Masjid Al-Hidayah di pinggiran Bandung adalah bangunan sederhana dengan kubah hijau yang tidak terlalu mencolok. Di halaman belakangnya, di bawah pohon mangga tua, Rahmat duduk berhadapan dengan Paman Ridwan—penghulu terkemuka yang terkenal dengan pandangannya yang moderat dan kebijaksanaannya yang dalam.
"Jadi," kata Paman Ridwan, menuangkan teh ke cangkir keramik sederhana. "Kau datang untuk menanyakan tentang pernikahan beda agama."
Itu bukan pertanyaan, melainkan pernyataan. Rahmat tidak terkejut—Paman Ridwan selalu memiliki cara untuk membaca pikiran orang lain, untuk melihat apa yang tersembunyi di balik pertanyaan-pertanyaan dangkal.
"Saya hanya bertanya secara umum, Paman," jawab Rahmat, mencoba terdengar kasual. "Untuk proyek dokumentasi saya. Tentang pasangan-pasangan dengan latar belakang berbeda di era globalisasi."
Paman Ridwan tersenyum tipis, jenggot putihnya bergerak sedikit. "Tentu saja. Untuk proyek."
Rahmat menyerah, tahu bahwa berpura-pura di hadapan Paman Ridwan tidak ada gunanya. "Baiklah. Saya memang... bertemu seseorang. Di Jakarta, saat konferensi."
"Dan dia bukan Muslim," lanjut Paman, mengangguk seolah ini adalah kelanjutan yang sudah ia duga.
"Dia peneliti dari Jepang. Putri ilmuwan Jepang dan ibu Indonesia. Dibesarkan sebagai Kristen, meski sepertinya tidak terlalu taat."
"Hmm." Paman Ridwan menyesap tehnya perlahan. "Dan kau ingin tahu apakah Islam memperbolehkan pernikahan seperti itu."
"Ya. Maksud saya—" Rahmat berhenti, menyadari bahwa ia melompat terlalu jauh ke depan. "Saya hanya ingin tahu pandangan agama tentang hal ini. Secara teoritis."
"Secara teoritis," ulang Paman dengan senyum yang mengatakan bahwa ia tidak percaya ini hanya pertanyaan akademis. "Baiklah. Kau tahu bahwa dalam pandangan mainstream, pria Muslim diperbolehkan menikahi perempuan Ahli Kitab—Yahudi atau Kristen. Sementara perempuan Muslim tidak diizinkan menikah dengan pria non Muslim."
Rahmat mengangguk. Ini adalah pemahaman dasar yang sudah ia ketahui.
"Namun," lanjut Paman. "Ada kompleksitas dibalik aturan itu. Beberapa ulama berpendapat bahwa izin tersebut diberikan dalam konteks historis tertentu, di mana struktur keluarga sangat patriarkal dan agama ayah otomatis menjadi agama anak.
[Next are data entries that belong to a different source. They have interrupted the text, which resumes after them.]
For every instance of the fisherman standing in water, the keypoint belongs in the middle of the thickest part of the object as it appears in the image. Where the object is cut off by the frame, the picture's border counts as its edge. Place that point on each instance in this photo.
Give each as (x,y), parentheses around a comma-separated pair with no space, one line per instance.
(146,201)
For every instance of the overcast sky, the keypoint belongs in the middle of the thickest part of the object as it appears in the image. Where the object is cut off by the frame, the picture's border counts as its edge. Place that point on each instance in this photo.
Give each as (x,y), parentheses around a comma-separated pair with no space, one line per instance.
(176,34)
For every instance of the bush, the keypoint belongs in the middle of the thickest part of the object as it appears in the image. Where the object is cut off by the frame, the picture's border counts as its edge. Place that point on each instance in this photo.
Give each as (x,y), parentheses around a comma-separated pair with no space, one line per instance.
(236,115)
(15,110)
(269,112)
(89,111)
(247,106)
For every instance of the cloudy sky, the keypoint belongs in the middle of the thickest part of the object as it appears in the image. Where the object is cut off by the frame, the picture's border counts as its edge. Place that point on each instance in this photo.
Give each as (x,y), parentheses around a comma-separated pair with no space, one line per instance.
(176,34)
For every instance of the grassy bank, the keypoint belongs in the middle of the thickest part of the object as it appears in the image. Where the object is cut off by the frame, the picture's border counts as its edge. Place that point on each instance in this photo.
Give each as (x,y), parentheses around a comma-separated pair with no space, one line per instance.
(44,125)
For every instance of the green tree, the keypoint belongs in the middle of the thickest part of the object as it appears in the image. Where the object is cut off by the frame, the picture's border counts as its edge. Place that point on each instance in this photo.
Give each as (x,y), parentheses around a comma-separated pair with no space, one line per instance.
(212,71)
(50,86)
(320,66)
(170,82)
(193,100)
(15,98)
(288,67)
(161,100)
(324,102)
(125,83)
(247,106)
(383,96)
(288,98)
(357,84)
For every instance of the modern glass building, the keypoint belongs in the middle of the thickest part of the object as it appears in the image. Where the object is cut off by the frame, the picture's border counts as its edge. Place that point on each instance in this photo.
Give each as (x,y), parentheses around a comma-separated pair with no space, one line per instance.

Dalam konteks modern, di mana peran gender lebih setara dan anak-anak terpapar berbagai pengaruh, beberapa ulama berpendapat bahwa pertimbangan utama seharusnya adalah kemampuan untuk mempertahankan dan menumbuhkan keimanan dalam keluarga."
"Maksud Paman?"
"Bahwa esensinya bukanlah pada label agama pasangan, tapi pada kesepakatan untuk menghormati dan melindungi keimanan masing-masing, terutama dalam pengasuhan anak."
Rahmat mengangguk perlahan, mencerna pemikiran ini. "Tapi bukankah tetap ada kekhawatiran tentang akidah? Tentang anak-anak yang mungkin bingung dengan dua keyakinan berbeda?"